Consider this: a moth flies into a man’s ear

One ordinary evening of unnoticed pleasures.

 

When the moth beats its wings, all the winds

Of earth gather in his ear, roar like nothing

He has ever heard.  He shakes and shakes

His head, has his wife dig deep into his ear

With a Q-tip, but the roar will not cease.

It seems as if all the doors and windows

Of his house have blown away at once—

The strange play of circumstances over which

He never had control, but which he could ignore

Until the evening disappeared as if he had

Never lived it.  His body no longer

Seems his own; he screams in pain to drown

Out the wind inside his ear, and curses God,

Who, hours ago, was a benign generalization

In a world going along well enough.

 

On the way to the hospital, his wife stops

The car, tells her husband to get out,

To sit in the grass.

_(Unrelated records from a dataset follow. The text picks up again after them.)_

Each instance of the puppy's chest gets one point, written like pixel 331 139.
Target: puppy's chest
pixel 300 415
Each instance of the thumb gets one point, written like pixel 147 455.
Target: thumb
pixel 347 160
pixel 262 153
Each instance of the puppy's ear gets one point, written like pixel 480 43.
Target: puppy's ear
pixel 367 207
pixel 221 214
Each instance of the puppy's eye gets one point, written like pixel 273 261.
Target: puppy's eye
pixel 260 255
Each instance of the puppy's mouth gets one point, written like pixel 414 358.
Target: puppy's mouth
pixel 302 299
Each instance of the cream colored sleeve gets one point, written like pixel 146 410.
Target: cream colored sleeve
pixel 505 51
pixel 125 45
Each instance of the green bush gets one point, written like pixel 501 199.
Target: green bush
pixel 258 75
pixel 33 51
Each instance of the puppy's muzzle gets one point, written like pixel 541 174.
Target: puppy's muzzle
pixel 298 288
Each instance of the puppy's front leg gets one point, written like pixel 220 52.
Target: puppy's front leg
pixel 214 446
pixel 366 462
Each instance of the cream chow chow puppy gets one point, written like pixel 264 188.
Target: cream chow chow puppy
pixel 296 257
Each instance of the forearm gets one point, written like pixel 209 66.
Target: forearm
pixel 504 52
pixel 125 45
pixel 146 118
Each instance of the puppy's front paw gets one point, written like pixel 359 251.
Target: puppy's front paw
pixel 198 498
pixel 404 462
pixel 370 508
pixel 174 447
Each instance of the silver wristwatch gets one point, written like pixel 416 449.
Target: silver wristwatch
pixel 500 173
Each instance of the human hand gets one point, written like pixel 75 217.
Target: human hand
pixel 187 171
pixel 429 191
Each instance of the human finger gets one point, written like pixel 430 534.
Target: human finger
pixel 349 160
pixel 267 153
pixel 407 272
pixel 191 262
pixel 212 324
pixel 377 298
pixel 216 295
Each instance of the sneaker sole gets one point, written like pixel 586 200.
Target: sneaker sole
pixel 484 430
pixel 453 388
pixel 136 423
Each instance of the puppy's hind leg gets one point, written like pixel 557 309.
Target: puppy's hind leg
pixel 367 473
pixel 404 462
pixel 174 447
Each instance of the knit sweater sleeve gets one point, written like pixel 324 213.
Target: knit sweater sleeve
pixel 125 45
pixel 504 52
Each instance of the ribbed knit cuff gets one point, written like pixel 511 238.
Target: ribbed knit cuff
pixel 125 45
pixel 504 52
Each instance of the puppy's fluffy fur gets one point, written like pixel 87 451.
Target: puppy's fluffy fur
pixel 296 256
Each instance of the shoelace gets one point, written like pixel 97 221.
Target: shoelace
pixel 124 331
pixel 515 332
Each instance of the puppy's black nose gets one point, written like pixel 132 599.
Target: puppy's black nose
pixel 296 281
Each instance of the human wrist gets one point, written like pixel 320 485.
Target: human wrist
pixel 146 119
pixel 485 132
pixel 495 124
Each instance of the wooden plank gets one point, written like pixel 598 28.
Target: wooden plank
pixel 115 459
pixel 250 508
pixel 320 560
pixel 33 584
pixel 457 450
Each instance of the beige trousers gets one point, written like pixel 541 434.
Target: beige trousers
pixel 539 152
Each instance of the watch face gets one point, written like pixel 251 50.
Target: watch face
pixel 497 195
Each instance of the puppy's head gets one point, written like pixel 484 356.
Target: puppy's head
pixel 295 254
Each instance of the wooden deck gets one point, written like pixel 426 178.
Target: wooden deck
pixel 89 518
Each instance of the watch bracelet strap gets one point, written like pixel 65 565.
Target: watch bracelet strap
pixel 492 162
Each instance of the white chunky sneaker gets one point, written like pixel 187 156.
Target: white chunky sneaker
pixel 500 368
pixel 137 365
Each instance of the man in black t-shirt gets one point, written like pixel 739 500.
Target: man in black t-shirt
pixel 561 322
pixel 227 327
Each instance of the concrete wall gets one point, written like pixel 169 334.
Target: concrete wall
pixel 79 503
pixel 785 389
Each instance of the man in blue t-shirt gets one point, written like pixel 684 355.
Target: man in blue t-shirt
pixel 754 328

There are no car lights,

No streetlights, no moon.  She takes

A flashlight from the glove compartment

And holds it beside his ear and, unbelievably,

The moth flies towards the light.  His eyes

Are wet.  He feels as if he’s suddenly a pilgrim

On the shore of an unexpected world.

When he lies back in the grass, he is a boy

Again.  His wife is shining the flashlight

Into the sky and there is only the silence

He has never heard, and the small road

Of light going somewhere he has never been.

 

 

 


“Parable of the Moth” is from Common Life (CavanKerry Press, 2006).